DİN EĞİTİMİ ERKEN YAŞLARDA BAŞLAMALI
Prof. Dr. Halis Ayhan, “Bilim ve pedagoji çocuklara kaç yaşında din eğitimi verilmesi gerektiğini ortaya koyuyor?” sorusuna ise şöyle cevap verdi: “Sözgelimi, din eğitimine bir örnek verelim: 4 yaşındaki çocuk çevresinde olup bitenleri aktif bir şekilde algılar mı? Evet algılar. Ezan okunurken çocuk anne babasına ‘nedir bu?’ diye sormaz mı? Ramazan geldiği zaman, ‘niçin öğleyin yemek yemiyoruz, oruç tutuyoruz, neden oruç tutuyorsunuz, Ezanın anlamı ne?’ şeklinde sorular sormaz mı? Çocuk bunu ne zaman sorar? 11-12 yaşlarında mı ilgi duyar bu konulara, yoksa 3-4 yaşında mı ilgi duyar?

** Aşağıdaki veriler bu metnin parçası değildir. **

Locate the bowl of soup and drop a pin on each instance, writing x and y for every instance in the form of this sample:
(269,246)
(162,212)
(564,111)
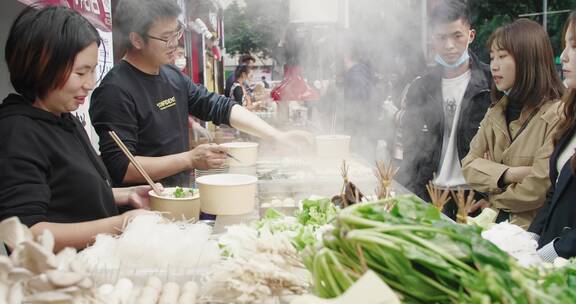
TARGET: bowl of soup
(177,203)
(227,194)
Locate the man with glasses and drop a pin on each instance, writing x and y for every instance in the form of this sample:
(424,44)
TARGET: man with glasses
(445,106)
(146,101)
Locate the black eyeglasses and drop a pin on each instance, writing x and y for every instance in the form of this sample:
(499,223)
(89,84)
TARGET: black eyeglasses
(172,40)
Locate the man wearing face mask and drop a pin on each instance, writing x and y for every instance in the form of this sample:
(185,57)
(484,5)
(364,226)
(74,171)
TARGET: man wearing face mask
(444,108)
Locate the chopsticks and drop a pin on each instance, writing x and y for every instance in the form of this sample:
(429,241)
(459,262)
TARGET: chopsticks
(135,162)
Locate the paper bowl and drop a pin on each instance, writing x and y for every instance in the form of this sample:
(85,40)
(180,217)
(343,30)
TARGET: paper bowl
(174,208)
(227,194)
(333,146)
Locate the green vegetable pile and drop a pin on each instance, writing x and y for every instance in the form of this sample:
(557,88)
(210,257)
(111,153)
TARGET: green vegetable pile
(425,258)
(302,228)
(316,212)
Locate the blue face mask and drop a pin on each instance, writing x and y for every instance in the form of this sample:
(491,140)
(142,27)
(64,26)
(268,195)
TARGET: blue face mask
(464,58)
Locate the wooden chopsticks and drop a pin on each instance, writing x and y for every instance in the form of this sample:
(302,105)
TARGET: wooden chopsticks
(134,162)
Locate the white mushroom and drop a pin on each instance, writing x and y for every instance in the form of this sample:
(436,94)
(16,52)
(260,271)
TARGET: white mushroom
(5,265)
(78,267)
(16,294)
(63,278)
(46,239)
(86,283)
(19,274)
(154,282)
(12,232)
(65,257)
(170,293)
(3,292)
(40,283)
(49,297)
(36,258)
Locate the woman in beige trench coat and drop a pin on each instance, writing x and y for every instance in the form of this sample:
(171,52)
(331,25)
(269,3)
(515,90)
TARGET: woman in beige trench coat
(508,158)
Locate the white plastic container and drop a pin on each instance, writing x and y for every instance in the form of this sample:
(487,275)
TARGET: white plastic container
(174,208)
(245,152)
(227,194)
(333,146)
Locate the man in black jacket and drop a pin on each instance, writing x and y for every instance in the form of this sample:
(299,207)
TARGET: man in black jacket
(444,107)
(146,100)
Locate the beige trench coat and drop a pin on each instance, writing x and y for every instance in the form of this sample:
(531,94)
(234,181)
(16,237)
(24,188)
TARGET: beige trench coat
(532,147)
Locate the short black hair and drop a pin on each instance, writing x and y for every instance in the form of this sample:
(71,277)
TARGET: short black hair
(448,11)
(137,16)
(42,46)
(241,69)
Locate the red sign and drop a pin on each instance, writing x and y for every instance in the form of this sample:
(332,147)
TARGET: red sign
(98,12)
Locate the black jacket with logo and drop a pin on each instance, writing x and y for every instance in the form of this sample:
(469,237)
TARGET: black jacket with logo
(49,171)
(423,124)
(150,114)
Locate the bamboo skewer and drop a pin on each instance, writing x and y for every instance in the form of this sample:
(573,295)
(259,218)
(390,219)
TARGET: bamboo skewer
(385,174)
(439,197)
(134,162)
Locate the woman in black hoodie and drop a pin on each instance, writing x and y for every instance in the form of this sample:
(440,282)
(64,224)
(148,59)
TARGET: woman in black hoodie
(50,176)
(555,224)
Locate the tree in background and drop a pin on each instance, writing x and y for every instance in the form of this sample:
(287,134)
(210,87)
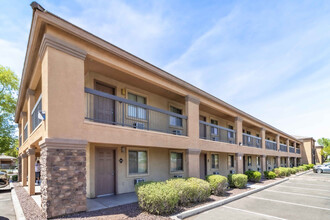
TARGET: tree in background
(325,142)
(8,96)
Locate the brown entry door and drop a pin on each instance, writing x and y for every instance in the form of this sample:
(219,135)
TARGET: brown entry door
(202,165)
(104,171)
(104,108)
(202,128)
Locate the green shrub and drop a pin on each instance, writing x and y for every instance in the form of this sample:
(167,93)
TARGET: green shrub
(14,178)
(253,176)
(190,190)
(218,184)
(202,189)
(157,197)
(237,180)
(269,175)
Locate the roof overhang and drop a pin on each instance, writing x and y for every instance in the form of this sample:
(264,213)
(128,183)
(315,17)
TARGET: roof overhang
(42,17)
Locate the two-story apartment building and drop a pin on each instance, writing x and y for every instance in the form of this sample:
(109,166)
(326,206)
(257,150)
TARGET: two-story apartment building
(112,119)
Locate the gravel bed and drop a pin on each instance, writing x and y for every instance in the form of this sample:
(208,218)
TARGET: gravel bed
(29,206)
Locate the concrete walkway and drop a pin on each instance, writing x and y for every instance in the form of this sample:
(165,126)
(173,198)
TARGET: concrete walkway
(110,201)
(6,206)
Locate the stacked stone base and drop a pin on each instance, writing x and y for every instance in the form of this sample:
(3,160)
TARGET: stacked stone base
(63,177)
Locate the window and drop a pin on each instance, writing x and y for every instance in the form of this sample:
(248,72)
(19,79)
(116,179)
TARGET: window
(249,161)
(231,162)
(176,161)
(175,121)
(215,161)
(135,111)
(138,162)
(214,130)
(230,133)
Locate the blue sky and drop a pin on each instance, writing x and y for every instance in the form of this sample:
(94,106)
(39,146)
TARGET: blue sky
(268,58)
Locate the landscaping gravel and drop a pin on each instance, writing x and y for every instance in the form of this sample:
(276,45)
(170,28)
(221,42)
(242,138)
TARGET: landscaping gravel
(130,211)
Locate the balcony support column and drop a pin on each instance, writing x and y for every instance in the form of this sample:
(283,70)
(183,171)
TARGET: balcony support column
(263,138)
(278,142)
(288,145)
(31,170)
(31,101)
(24,169)
(239,131)
(278,161)
(263,164)
(239,162)
(192,111)
(193,162)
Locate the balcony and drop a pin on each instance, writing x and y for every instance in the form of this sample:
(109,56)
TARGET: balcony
(251,141)
(25,132)
(216,133)
(291,149)
(34,115)
(283,148)
(110,109)
(271,145)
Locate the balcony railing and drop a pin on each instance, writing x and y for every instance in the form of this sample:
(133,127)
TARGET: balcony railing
(34,115)
(271,145)
(110,109)
(291,149)
(251,141)
(283,148)
(216,133)
(25,133)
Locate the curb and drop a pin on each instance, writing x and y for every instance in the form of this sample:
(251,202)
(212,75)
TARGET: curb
(17,206)
(198,210)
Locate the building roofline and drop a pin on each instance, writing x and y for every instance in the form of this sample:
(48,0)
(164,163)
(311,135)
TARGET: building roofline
(39,11)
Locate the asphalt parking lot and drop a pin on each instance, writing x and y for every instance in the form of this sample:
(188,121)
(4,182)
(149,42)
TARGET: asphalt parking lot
(302,197)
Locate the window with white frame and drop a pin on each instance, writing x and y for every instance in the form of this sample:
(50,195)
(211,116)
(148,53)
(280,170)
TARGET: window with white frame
(176,161)
(215,161)
(136,111)
(138,161)
(214,130)
(175,121)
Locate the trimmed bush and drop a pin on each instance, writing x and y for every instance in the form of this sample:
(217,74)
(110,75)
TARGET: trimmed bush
(157,197)
(190,190)
(253,176)
(237,180)
(14,178)
(269,175)
(218,184)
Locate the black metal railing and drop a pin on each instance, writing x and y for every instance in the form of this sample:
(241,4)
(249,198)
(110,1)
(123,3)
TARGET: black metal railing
(25,132)
(213,132)
(34,115)
(271,145)
(283,148)
(110,109)
(251,141)
(291,149)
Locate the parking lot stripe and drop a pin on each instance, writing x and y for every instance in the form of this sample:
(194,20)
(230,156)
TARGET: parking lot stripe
(256,213)
(307,184)
(299,194)
(323,190)
(290,203)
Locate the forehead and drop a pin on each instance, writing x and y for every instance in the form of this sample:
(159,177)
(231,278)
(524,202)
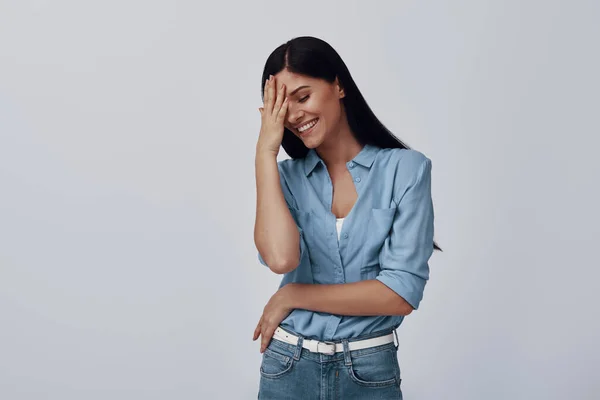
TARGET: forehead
(292,80)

Çevresinde olup biten konulara aktif bir şekilde karışması yaşı diyoruz buna. Çocuk gelişimi üzerine çalışanlar; çocukların bu tür soruları 3-4 yaşlarında sormaya başladıklarını söylerler. Öğrenme merkezli eğitim önemli. Son 50 yılda gelinen nokta budur. Din eğitimi ve öğretimine de o yaşlardan itibaren başlanması gerekiyor. Doğru, yeterli ve zamanında dememin anlamı burada yatıyor. Eğer doğru vermezsek, zamanında vermezsek bilgiyi, yetersiz ve yanlış verirsek bu da tehlike arz eder..”
KÜLTÜRÜN ÖNEMLİ BELİRLEYİCİSİ DİNDİR
Türkiye’de din kültürü ahlâk bilgisi öğretimiyle din dersi eğitimi birbirine karıştığını ifade eden Prof. Dr. Halis Ayhan, “Bu durum da kafa karışıklığına yol açtı” dedi. Kültürün her anlamda vazgeçilmez bir ihtiyaç olduğunu, kültürün en temel belirleyicisinin de din olduğuna dikkat çeken Prof. Dr. Halis Ayhan, şöyle devam etti: “Satuk Buğra Han’dan bu yana, yani 9/10. yüzyıldan itibaren Türk Milleti’nin temel kültür belirleyicisi İslâm dini olmuştur. İlk ve orta öğretim çağındaki her çocuğa din kültürü ve ahlâk bilgisi öğretilmelidir. Şu anda bu anlamda kapsamlı bir şekilde din kültürü öğretimi yok.”
Prof. Dr. Ayhan, dini görüşü ne olursa olsun, bir insanın yaşadığı ülkenin içinde bulunduğu milletin kültür hayatını doğru bilmesi gerektiğini belirterek, “Din kültürü dersinde din eğitimine yönelik hiçbir şey vermememiz lazım” dedi.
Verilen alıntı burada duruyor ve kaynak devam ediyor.